Kota Bima, Incinews,Net- Di tengah harapan akan ketersediaan air bersih yang merata, muncul gelombang penolakan dari jantung masyarakat. Warga Kelurahan Penatoi dan Kelurahan Rite, Kecamatan Mpunda, Kota Bima, menyuarakan keresahan mereka terhadap proyek pemboran air tanah yang dilaksanakan oleh Pemerintah Kota Bima. Kekhawatiran akan dampak lingkungan dan keberlangsungan sumber air membuat warga memilih untuk berdiri di sisi kehati-hatian, bahkan jika itu berarti menentang rencana pembangunan yang diklaim demi kepentingan bersama.
Proyek yang dikerjakan oleh CV. Amel Sayang itu berada tepat di tengah permukiman padat, yakni di RT 11 RW 03 Kelurahan Penatoi—lokasi yang bagi warga memiliki nilai ekologis dan sosial tersendiri.
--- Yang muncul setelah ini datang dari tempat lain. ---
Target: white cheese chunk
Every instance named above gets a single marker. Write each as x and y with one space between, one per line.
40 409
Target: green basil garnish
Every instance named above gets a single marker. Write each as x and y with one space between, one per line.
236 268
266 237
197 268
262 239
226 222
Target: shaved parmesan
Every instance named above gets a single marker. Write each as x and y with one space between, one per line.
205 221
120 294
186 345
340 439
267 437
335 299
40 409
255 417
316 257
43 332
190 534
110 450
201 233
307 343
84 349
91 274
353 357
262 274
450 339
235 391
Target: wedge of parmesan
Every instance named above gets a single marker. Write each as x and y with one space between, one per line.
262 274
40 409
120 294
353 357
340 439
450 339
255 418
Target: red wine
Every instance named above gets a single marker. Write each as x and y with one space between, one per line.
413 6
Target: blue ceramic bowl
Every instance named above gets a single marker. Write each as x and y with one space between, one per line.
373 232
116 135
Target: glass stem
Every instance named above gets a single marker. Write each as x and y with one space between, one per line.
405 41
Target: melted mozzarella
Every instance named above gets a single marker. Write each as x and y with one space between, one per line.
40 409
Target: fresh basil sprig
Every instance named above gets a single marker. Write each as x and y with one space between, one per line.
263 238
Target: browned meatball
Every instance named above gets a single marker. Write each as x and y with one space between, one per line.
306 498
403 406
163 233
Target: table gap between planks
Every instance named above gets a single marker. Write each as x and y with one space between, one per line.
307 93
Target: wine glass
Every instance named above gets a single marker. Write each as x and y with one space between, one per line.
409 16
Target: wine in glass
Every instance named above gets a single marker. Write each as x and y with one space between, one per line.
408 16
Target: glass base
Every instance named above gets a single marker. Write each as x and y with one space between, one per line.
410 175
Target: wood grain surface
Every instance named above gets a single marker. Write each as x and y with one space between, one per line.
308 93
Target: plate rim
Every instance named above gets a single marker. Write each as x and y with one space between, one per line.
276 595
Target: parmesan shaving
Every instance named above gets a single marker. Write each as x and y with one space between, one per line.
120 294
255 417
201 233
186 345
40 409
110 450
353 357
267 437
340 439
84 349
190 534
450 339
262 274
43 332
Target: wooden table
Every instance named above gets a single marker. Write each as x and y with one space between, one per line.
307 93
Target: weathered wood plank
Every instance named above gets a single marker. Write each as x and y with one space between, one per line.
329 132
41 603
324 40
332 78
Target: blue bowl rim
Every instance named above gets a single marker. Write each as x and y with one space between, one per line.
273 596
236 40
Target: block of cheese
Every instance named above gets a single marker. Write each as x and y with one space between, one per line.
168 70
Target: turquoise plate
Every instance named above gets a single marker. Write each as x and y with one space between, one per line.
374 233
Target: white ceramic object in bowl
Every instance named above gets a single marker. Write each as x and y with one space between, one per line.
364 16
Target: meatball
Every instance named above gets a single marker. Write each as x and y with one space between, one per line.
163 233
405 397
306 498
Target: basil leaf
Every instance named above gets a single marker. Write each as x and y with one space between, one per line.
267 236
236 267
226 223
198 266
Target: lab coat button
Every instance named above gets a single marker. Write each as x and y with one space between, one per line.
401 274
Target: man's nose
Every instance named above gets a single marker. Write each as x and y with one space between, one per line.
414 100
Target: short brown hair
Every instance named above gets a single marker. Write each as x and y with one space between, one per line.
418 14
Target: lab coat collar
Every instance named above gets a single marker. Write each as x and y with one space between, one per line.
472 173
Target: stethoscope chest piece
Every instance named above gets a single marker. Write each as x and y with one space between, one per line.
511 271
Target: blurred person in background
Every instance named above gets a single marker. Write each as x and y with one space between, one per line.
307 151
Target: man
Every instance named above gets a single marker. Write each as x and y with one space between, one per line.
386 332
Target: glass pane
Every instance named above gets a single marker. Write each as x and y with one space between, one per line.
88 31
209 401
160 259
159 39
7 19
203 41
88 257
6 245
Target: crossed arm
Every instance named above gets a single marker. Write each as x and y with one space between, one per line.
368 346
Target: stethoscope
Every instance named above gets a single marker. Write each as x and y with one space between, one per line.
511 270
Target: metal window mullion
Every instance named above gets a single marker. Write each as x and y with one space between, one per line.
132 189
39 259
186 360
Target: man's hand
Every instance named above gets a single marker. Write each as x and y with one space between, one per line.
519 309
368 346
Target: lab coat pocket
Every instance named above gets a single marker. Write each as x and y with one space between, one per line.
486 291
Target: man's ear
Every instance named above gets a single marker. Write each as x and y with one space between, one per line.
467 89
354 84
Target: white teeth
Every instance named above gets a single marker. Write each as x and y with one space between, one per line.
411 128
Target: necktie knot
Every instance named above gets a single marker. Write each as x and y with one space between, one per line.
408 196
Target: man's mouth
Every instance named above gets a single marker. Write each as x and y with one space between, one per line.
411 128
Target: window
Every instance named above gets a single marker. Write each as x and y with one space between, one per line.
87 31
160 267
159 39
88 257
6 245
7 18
Mereka pun menginisiasi penandatanganan surat penolakan sebagai bentuk sikap kolektif yang lahir dari rasa tanggung jawab terhadap lingkungan hidup di sekitar mereka.
“Kami tidak menolak air bersih, tapi kami takut kehilangan sumber kehidupan kami sendiri. Bagaimana jika pemboran ini justru menyebabkan kekeringan? Siapa yang bisa menjamin?” ungkap salah satu warga dengan nada gusar.
Penolakan ini bukanlah sekadar ketakutan irasional. Di mata warga, proyek pemboran yang menyasar kedalaman 90 meter tersebut berisiko mengganggu keseimbangan air tanah lokal. Meski pemerintah meyakinkan bahwa debit air yang diambil berasal dari lapisan dalam yang tak berhubungan langsung dengan mata air permukaan, warga tetap menuntut kehati-hatian dan transparansi.
Kepala Bidang Cipta Karya Dinas PUPR Kota Bima, Syahwan, ST, MT, mengakui adanya penolakan dari masyarakat. Namun menurutnya, reaksi semacam itu adalah hal yang wajar dalam setiap pembangunan infrastruktur publik.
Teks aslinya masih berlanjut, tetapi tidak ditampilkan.